Inspiriert von einem realen Fall

Elif Karci, die oft am Jungen Theater Basel arbeitet und etwa auch in der Produktion "Dämonen" am Theater Basel zu sehen war, stemmt mit bewundernswerter Kraft und Präsenz die Rolle der Yalaz Çavuşoğlu. Die Rolle, die so sehr von inneren Gemütszuständen wie Wut, Wehrlosigkeit und Ohnmacht erzählt, würde auch professionelle Schauspieler:innen fordern. Inhaltlich gerät die Innenschau der Jugendlichen auf großer Bühne langatmig, werden manche Szenen kaugummiartig ausgedehnt.

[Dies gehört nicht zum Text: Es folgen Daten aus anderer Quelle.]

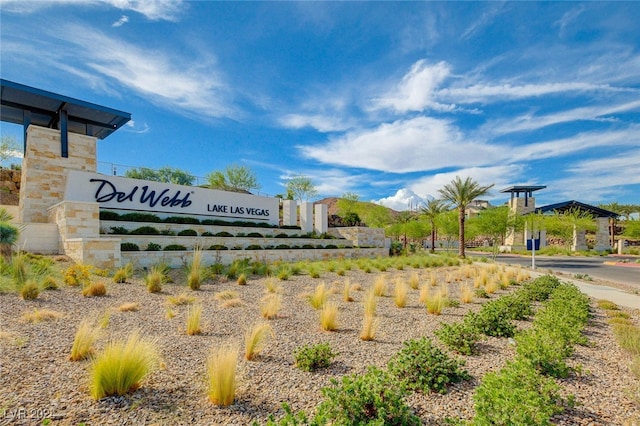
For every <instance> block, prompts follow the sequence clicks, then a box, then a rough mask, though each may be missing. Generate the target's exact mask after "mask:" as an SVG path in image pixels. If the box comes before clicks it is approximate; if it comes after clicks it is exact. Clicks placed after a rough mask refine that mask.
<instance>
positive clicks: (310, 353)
mask: <svg viewBox="0 0 640 426" xmlns="http://www.w3.org/2000/svg"><path fill="white" fill-rule="evenodd" d="M336 355H337V354H336V353H334V352H333V351H332V350H331V347H330V346H329V344H328V343H318V344H316V345H305V346H301V347H299V348H298V349H296V350H295V352H294V354H293V356H294V359H295V361H296V367H298V368H299V369H300V370H302V371H315V370H317V369H319V368H326V367H328V366H329V365H330V364H331V360H333V358H335V356H336Z"/></svg>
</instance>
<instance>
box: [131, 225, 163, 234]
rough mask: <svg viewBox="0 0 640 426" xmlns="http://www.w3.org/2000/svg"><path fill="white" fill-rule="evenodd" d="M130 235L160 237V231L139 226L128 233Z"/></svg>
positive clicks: (150, 226) (151, 228) (151, 226)
mask: <svg viewBox="0 0 640 426" xmlns="http://www.w3.org/2000/svg"><path fill="white" fill-rule="evenodd" d="M129 234H130V235H160V231H158V230H157V229H156V228H154V227H153V226H141V227H139V228H136V229H134V230H132V231H130V232H129Z"/></svg>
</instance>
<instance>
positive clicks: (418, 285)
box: [409, 271, 420, 290]
mask: <svg viewBox="0 0 640 426" xmlns="http://www.w3.org/2000/svg"><path fill="white" fill-rule="evenodd" d="M409 287H411V289H412V290H417V289H419V288H420V277H419V276H418V273H417V272H415V271H413V272H412V273H411V275H410V276H409Z"/></svg>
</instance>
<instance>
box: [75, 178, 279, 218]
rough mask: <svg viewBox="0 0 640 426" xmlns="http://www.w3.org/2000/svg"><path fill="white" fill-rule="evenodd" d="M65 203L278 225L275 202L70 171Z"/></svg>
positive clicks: (239, 196)
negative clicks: (169, 213) (269, 223)
mask: <svg viewBox="0 0 640 426" xmlns="http://www.w3.org/2000/svg"><path fill="white" fill-rule="evenodd" d="M64 198H65V200H66V201H84V202H96V203H98V204H99V205H100V207H102V208H109V209H118V210H135V211H146V212H153V213H170V214H188V215H198V216H212V217H217V218H227V219H229V220H251V221H258V222H267V223H270V224H272V225H278V223H279V212H278V210H279V207H280V203H279V200H278V199H277V198H271V197H260V196H257V195H250V194H240V193H236V192H227V191H217V190H213V189H206V188H198V187H194V186H183V185H175V184H171V183H161V182H152V181H148V180H140V179H129V178H123V177H118V176H107V175H101V174H97V173H87V172H81V171H75V170H69V171H68V173H67V185H66V189H65V194H64Z"/></svg>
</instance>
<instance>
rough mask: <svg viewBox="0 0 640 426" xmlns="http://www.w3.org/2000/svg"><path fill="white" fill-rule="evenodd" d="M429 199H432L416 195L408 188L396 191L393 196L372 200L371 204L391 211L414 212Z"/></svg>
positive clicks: (425, 195) (404, 188) (400, 189)
mask: <svg viewBox="0 0 640 426" xmlns="http://www.w3.org/2000/svg"><path fill="white" fill-rule="evenodd" d="M430 198H432V197H429V196H426V195H424V196H422V195H418V194H416V193H415V192H413V191H412V190H410V189H408V188H402V189H399V190H398V191H396V193H395V194H394V195H391V196H389V197H385V198H381V199H379V200H372V202H373V203H376V204H380V205H382V206H385V207H389V208H390V209H393V210H397V211H403V210H409V209H412V210H415V209H416V208H419V207H422V206H424V205H425V204H426V203H427V201H428V200H429V199H430Z"/></svg>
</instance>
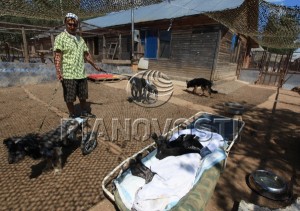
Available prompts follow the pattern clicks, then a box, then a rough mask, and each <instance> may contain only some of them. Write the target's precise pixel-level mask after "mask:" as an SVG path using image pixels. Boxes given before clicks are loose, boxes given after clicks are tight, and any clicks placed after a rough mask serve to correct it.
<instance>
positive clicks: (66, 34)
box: [54, 31, 89, 79]
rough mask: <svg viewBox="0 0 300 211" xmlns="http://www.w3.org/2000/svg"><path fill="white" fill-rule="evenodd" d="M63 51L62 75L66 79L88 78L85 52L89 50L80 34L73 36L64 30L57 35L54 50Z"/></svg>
mask: <svg viewBox="0 0 300 211" xmlns="http://www.w3.org/2000/svg"><path fill="white" fill-rule="evenodd" d="M56 50H60V51H61V52H62V55H63V56H62V75H63V78H65V79H82V78H86V74H85V69H84V52H85V51H89V49H88V47H87V45H86V43H85V41H84V40H83V38H82V37H80V36H73V35H71V34H69V33H68V32H66V31H64V32H62V33H60V34H59V35H57V37H56V38H55V42H54V51H56Z"/></svg>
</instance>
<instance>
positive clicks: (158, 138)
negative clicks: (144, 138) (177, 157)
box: [152, 133, 203, 160]
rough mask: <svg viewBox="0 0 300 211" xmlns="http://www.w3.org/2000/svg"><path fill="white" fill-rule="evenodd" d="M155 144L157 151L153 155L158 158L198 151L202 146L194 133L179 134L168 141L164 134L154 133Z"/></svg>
mask: <svg viewBox="0 0 300 211" xmlns="http://www.w3.org/2000/svg"><path fill="white" fill-rule="evenodd" d="M152 138H153V139H154V141H155V143H156V145H157V153H156V155H155V157H156V158H157V159H159V160H161V159H164V158H166V157H168V156H178V155H183V154H187V153H200V150H201V149H202V148H203V146H202V145H201V143H200V142H199V141H198V137H197V136H195V135H191V134H187V135H180V136H179V137H178V138H177V139H175V140H174V141H168V140H167V138H166V137H164V136H157V134H156V133H153V134H152Z"/></svg>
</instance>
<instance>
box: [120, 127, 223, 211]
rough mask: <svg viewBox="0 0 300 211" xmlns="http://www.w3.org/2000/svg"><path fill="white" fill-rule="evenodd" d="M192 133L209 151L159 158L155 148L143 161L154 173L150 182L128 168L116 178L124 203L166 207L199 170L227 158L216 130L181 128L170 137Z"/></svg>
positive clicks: (141, 207) (188, 187) (201, 170)
mask: <svg viewBox="0 0 300 211" xmlns="http://www.w3.org/2000/svg"><path fill="white" fill-rule="evenodd" d="M191 133H192V134H195V135H196V136H198V137H199V139H200V142H201V144H202V145H203V146H204V147H205V146H206V147H208V148H209V149H210V150H211V151H212V153H211V154H209V155H207V156H206V157H205V159H201V156H200V155H199V154H198V153H189V154H184V155H180V156H169V157H166V158H164V159H162V160H158V159H157V158H156V157H155V154H156V150H155V151H153V152H151V153H150V154H149V155H148V156H147V157H146V158H144V159H143V160H142V161H143V163H144V164H145V165H146V166H147V167H148V168H150V169H151V171H152V172H155V173H157V174H156V175H155V176H154V177H153V179H152V181H151V182H149V183H148V184H145V180H144V179H141V178H139V177H136V176H133V175H131V173H130V171H128V172H127V173H125V174H124V175H123V176H121V178H118V179H117V180H116V181H115V184H116V187H117V189H118V192H119V194H120V197H121V199H122V202H123V203H124V205H125V206H126V207H127V208H128V209H131V208H134V209H136V210H140V211H147V210H149V211H153V210H169V209H170V208H172V207H173V206H175V205H176V204H177V202H178V201H179V200H180V199H181V198H182V197H183V196H184V195H186V194H187V193H188V192H189V191H190V190H191V188H192V187H193V185H194V184H195V183H196V182H197V181H198V180H199V179H200V177H201V175H202V173H203V172H204V171H205V170H206V169H209V168H210V167H212V166H213V165H215V164H216V163H218V162H220V161H221V160H223V159H225V158H226V154H225V153H224V151H223V150H219V149H218V148H219V147H221V148H222V147H223V145H224V141H223V137H222V136H221V135H219V134H216V133H211V132H208V131H199V130H190V129H187V130H182V131H180V132H179V133H176V134H173V136H172V138H171V139H170V141H173V140H175V139H176V138H177V137H178V136H179V135H181V134H191Z"/></svg>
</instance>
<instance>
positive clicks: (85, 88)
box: [77, 79, 96, 118]
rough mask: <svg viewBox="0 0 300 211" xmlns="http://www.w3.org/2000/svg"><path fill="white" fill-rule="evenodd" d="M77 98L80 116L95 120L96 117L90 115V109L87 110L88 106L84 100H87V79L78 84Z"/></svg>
mask: <svg viewBox="0 0 300 211" xmlns="http://www.w3.org/2000/svg"><path fill="white" fill-rule="evenodd" d="M77 95H78V98H79V102H80V108H81V116H82V117H90V118H95V117H96V116H95V115H94V114H92V113H91V109H90V108H88V104H87V102H86V99H88V82H87V79H81V80H80V82H79V84H78V93H77Z"/></svg>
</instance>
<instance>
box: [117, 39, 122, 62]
mask: <svg viewBox="0 0 300 211" xmlns="http://www.w3.org/2000/svg"><path fill="white" fill-rule="evenodd" d="M118 43H119V46H118V48H119V49H118V59H119V60H121V59H122V35H121V34H119V42H118Z"/></svg>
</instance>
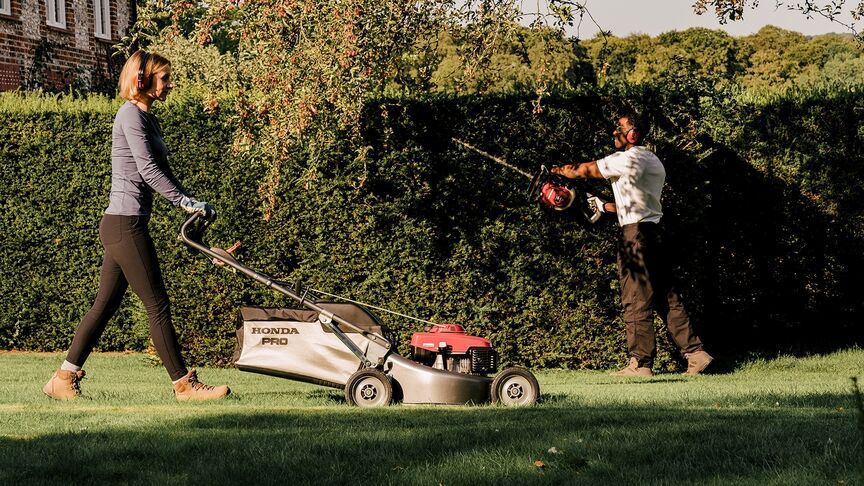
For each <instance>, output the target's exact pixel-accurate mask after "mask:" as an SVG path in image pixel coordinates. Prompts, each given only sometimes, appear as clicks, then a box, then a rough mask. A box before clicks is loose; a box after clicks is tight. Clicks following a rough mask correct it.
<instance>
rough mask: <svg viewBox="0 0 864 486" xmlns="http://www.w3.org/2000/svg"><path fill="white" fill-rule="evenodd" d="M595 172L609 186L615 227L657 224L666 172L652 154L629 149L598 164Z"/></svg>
mask: <svg viewBox="0 0 864 486" xmlns="http://www.w3.org/2000/svg"><path fill="white" fill-rule="evenodd" d="M597 168H598V169H600V174H601V175H602V176H603V177H604V178H605V179H608V180H609V181H610V182H611V183H612V192H613V193H614V194H615V205H616V206H617V210H618V224H620V225H621V226H624V225H625V224H633V223H642V222H653V223H659V222H660V218H662V217H663V207H662V206H661V205H660V193H661V192H662V191H663V183H664V182H665V181H666V169H664V168H663V163H662V162H660V159H658V158H657V156H656V155H654V153H653V152H651V151H650V150H648V149H646V148H645V147H642V146H635V147H631V148H630V149H628V150H625V151H623V152H615V153H614V154H612V155H609V156H608V157H604V158H602V159H600V160H598V161H597Z"/></svg>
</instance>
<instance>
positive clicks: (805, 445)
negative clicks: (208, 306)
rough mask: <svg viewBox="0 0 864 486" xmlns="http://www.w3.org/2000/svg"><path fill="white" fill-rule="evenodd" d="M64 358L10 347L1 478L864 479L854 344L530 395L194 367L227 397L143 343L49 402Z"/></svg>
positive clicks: (366, 480)
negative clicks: (421, 406) (465, 403)
mask: <svg viewBox="0 0 864 486" xmlns="http://www.w3.org/2000/svg"><path fill="white" fill-rule="evenodd" d="M60 361H62V355H59V354H36V353H2V352H0V369H2V370H3V374H2V378H0V484H63V485H68V484H94V483H112V484H113V483H117V484H148V485H149V484H160V485H161V484H208V485H209V484H358V485H380V484H394V485H395V484H399V485H433V486H435V485H439V484H444V485H481V484H508V485H509V484H543V485H549V484H718V485H720V484H722V485H727V484H758V485H766V484H767V485H770V484H777V485H781V484H782V485H790V484H795V485H799V484H807V485H809V484H831V485H837V484H850V485H851V484H862V481H864V476H862V465H864V461H862V438H864V434H862V432H864V431H862V430H861V429H859V425H858V423H859V413H860V412H859V410H858V407H857V402H856V397H855V395H854V394H853V392H852V381H851V377H856V376H860V375H861V374H862V370H864V350H861V349H852V350H846V351H839V352H836V353H832V354H828V355H822V356H812V357H806V358H792V357H780V358H777V359H774V360H769V361H764V360H758V361H752V362H749V363H745V364H742V365H739V366H738V367H737V368H735V369H734V370H732V371H730V372H729V373H724V374H717V375H705V376H698V377H693V378H689V377H682V376H678V375H658V376H655V377H654V378H645V379H635V380H633V379H630V380H627V379H624V378H614V377H611V376H609V375H608V374H606V373H603V372H575V371H542V372H538V373H537V375H538V379H539V381H540V386H541V390H542V392H543V396H544V400H543V402H542V403H541V404H539V405H538V406H535V407H531V408H524V409H511V408H503V407H495V406H488V405H484V406H459V407H432V406H422V407H418V406H405V405H397V406H393V407H388V408H384V409H374V410H367V409H357V408H352V407H348V406H347V405H345V403H344V400H343V399H342V394H341V392H340V391H339V390H335V389H329V388H323V387H319V386H314V385H307V384H301V383H295V382H291V381H287V380H282V379H278V378H272V377H268V376H260V375H254V374H248V373H242V372H239V371H237V370H233V369H202V370H199V375H200V376H201V377H202V380H204V381H205V383H211V384H220V383H228V384H230V385H231V387H232V389H233V390H234V394H233V395H232V396H231V397H230V398H229V399H228V400H225V401H221V402H218V403H176V402H175V401H174V400H173V398H172V395H171V389H170V385H169V383H168V378H167V374H166V373H165V371H164V370H163V369H161V368H155V367H152V366H150V365H148V364H147V363H146V360H145V358H144V355H141V354H119V355H118V354H113V355H105V354H94V355H93V356H91V358H90V360H89V361H88V362H87V366H86V369H87V371H88V372H89V375H88V376H87V378H85V380H84V381H83V383H82V389H83V391H84V396H83V397H82V398H81V399H79V400H76V401H74V402H54V401H52V400H50V399H48V398H46V397H45V396H43V395H42V394H41V386H42V384H43V383H44V382H45V381H46V380H47V379H48V377H49V376H50V374H51V372H52V370H53V369H54V368H55V367H56V366H57V365H58V363H59V362H60ZM538 461H539V462H538ZM541 466H542V467H541Z"/></svg>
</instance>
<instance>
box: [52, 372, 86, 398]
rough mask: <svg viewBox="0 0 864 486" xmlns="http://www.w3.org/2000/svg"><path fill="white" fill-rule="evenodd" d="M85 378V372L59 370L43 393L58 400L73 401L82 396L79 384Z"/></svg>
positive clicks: (56, 373) (53, 375) (54, 372)
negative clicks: (80, 395) (78, 384)
mask: <svg viewBox="0 0 864 486" xmlns="http://www.w3.org/2000/svg"><path fill="white" fill-rule="evenodd" d="M81 378H84V370H78V371H66V370H57V371H55V372H54V374H53V375H52V376H51V379H50V380H48V383H45V386H43V387H42V392H43V393H45V394H46V395H48V396H49V397H51V398H54V399H56V400H73V399H75V398H78V395H80V394H81V388H80V386H79V385H78V383H79V382H80V381H81Z"/></svg>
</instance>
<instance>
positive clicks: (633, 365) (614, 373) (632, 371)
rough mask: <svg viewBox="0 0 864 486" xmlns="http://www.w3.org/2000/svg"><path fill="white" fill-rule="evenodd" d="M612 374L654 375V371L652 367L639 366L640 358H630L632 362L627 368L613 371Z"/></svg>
mask: <svg viewBox="0 0 864 486" xmlns="http://www.w3.org/2000/svg"><path fill="white" fill-rule="evenodd" d="M612 376H654V372H653V371H651V368H648V367H645V366H639V360H638V359H636V358H630V364H629V365H627V367H626V368H622V369H620V370H618V371H616V372H614V373H612Z"/></svg>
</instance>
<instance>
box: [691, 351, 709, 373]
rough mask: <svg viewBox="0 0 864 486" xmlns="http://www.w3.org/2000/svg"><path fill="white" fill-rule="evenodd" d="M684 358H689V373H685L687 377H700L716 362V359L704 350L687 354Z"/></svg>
mask: <svg viewBox="0 0 864 486" xmlns="http://www.w3.org/2000/svg"><path fill="white" fill-rule="evenodd" d="M684 357H685V358H687V371H685V372H684V374H685V375H698V374H699V373H702V371H704V370H705V368H706V367H708V365H709V364H711V362H712V361H714V358H712V357H711V355H710V354H708V353H706V352H705V351H702V350H699V351H696V352H694V353H687V354H685V355H684Z"/></svg>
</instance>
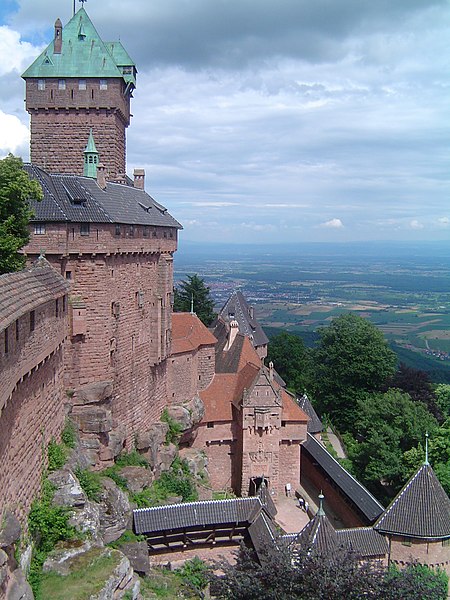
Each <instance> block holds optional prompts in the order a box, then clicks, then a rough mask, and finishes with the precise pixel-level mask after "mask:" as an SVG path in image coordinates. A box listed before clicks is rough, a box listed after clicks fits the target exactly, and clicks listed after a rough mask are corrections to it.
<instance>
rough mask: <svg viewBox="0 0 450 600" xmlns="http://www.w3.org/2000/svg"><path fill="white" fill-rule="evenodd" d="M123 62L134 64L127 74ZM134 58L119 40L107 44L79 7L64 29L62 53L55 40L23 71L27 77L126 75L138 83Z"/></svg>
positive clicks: (54, 76)
mask: <svg viewBox="0 0 450 600" xmlns="http://www.w3.org/2000/svg"><path fill="white" fill-rule="evenodd" d="M119 66H120V67H124V66H129V67H132V69H131V73H126V74H124V73H123V71H122V69H120V68H119ZM134 66H135V65H134V62H133V61H132V60H131V58H130V56H129V55H128V53H127V52H126V51H125V49H124V48H123V46H122V44H121V43H120V42H110V43H107V44H105V43H104V42H103V41H102V39H101V38H100V36H99V34H98V32H97V30H96V29H95V27H94V25H93V23H92V21H91V20H90V18H89V16H88V14H87V12H86V11H85V10H84V8H80V9H79V10H78V11H77V12H76V13H75V15H74V16H73V17H72V18H71V19H70V21H69V22H68V23H67V24H66V25H65V27H64V28H63V30H62V46H61V53H59V54H55V53H54V40H52V41H51V42H50V44H49V45H48V46H47V48H46V49H45V50H44V51H43V52H42V53H41V54H40V55H39V56H38V57H37V58H36V60H35V61H34V62H33V63H32V64H31V65H30V66H29V67H28V69H27V70H26V71H25V72H24V73H23V75H22V77H23V78H24V79H27V78H37V77H39V78H55V77H57V78H70V77H83V78H91V77H95V78H111V77H114V78H123V79H124V80H125V81H126V82H127V83H128V82H131V83H133V85H135V83H136V82H135V71H134Z"/></svg>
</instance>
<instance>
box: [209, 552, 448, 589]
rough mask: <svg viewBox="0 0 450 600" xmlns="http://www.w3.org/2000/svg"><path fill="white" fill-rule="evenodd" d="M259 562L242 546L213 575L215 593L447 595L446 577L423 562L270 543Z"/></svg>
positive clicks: (222, 563) (212, 587) (262, 555)
mask: <svg viewBox="0 0 450 600" xmlns="http://www.w3.org/2000/svg"><path fill="white" fill-rule="evenodd" d="M260 557H261V561H260V562H258V561H257V560H256V558H255V556H254V553H253V552H252V551H250V550H248V549H247V548H245V547H241V549H240V551H239V557H238V560H237V562H236V564H234V565H230V564H229V563H227V562H225V561H222V562H221V563H219V564H217V565H216V567H218V568H219V569H220V570H221V571H222V573H223V575H221V576H214V575H213V576H212V584H211V587H212V592H213V594H214V596H215V597H217V598H223V599H233V600H234V599H236V600H238V599H239V600H257V599H258V600H259V599H260V598H265V599H267V600H291V599H294V600H295V599H299V600H320V599H323V600H341V599H342V598H345V599H346V600H359V599H361V600H362V599H365V600H375V599H377V600H378V599H379V598H385V599H387V600H398V599H399V598H408V600H421V599H422V598H431V599H432V600H445V598H446V597H447V578H446V576H445V574H444V573H443V572H438V573H436V572H434V571H432V570H431V569H428V568H427V567H425V566H423V565H415V564H412V565H409V566H408V567H407V568H406V569H404V570H402V571H398V570H397V569H392V570H391V569H389V570H387V569H385V568H383V567H382V566H381V565H380V563H378V562H375V561H374V562H368V561H362V560H361V558H360V557H358V556H357V555H356V554H354V553H353V552H350V551H348V550H346V549H345V548H342V547H341V548H338V549H336V551H335V552H332V551H330V552H327V553H317V552H308V549H306V548H305V549H300V551H299V552H295V553H294V552H293V549H292V548H290V547H288V546H285V545H281V546H280V547H276V546H275V545H273V546H270V547H267V548H266V549H264V550H263V552H262V553H261V554H260Z"/></svg>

Ich chan es Zundholzli 04 805 Diana Pfammatter uElif Karci © Diana Pfammatter

Doch gelingt Gürler, ihren drei Profis und fünf jungen, teils nicht professionellen Darsteller:innen ein sehr wacher, aktueller, empathischer Abend "für Menschen ab 14", der klar anprangert – inspiriert von einem realen Fall –, dass in der Schweiz Armut oft genug Ausschaffungsgrund ist. Ebenfalls deutlich wird, dass die angeblich so sinnlose Debatte um politische und soziale Korrektheit sehr konkret real existierende Unfairness beseitigen will. In dieser Beziehung kann die Uraufführung von "Ich chan es Zündhölzli azünde" auch als Kommentar zu den Vorgängen am Schauspielhaus gelesen werden.

Ich chan es Zündhölzli azünde
von Fatima Moumouni und Laurin Buser
Inszenierung: Suna Gürler, Bühnenbild: Moïra Gilliéron, Kostümbild: Ursula Leuenberger, Musik: Yanik Soland, Licht: Michel Güntert, Dramaturgische Vorbereitung: Fadrina Arpagaus, Miriam Ibrahim, Dramaturgie: Katinka Deecke.
Mit: Yèinou Avognon, Linus Cart, Mira Guggenbühl, Pelin Ipek Kir, Elif Karci, Kay Kysela, Michael Neuenschwander, Matthias Neukirch.
Premiere am 11. Februar 2023
Dauer: 1 Stunde, 30 Minuten (keine Pause).

www.schauspielhaus.ch

 

Kritikenrundschau

Im zweiten Teil nehme Suna Gürlers Inszenierung Tempo auf, findet Rahel Zingg in der Neuen Zürcher Zeitung (17.2.2023).  Dank des engagierten Spiels der jungen Crew "kann man nachvollziehen, wie sich Wut und Protest zum Spaltpilz entwickeln. Und wozu sie Menschen verleiten." Allerdings müssten sich die Autorinnen den Vorwurf gefallen lassen, ihr Stück auf einem Stereotyp aufgebaut zu haben. 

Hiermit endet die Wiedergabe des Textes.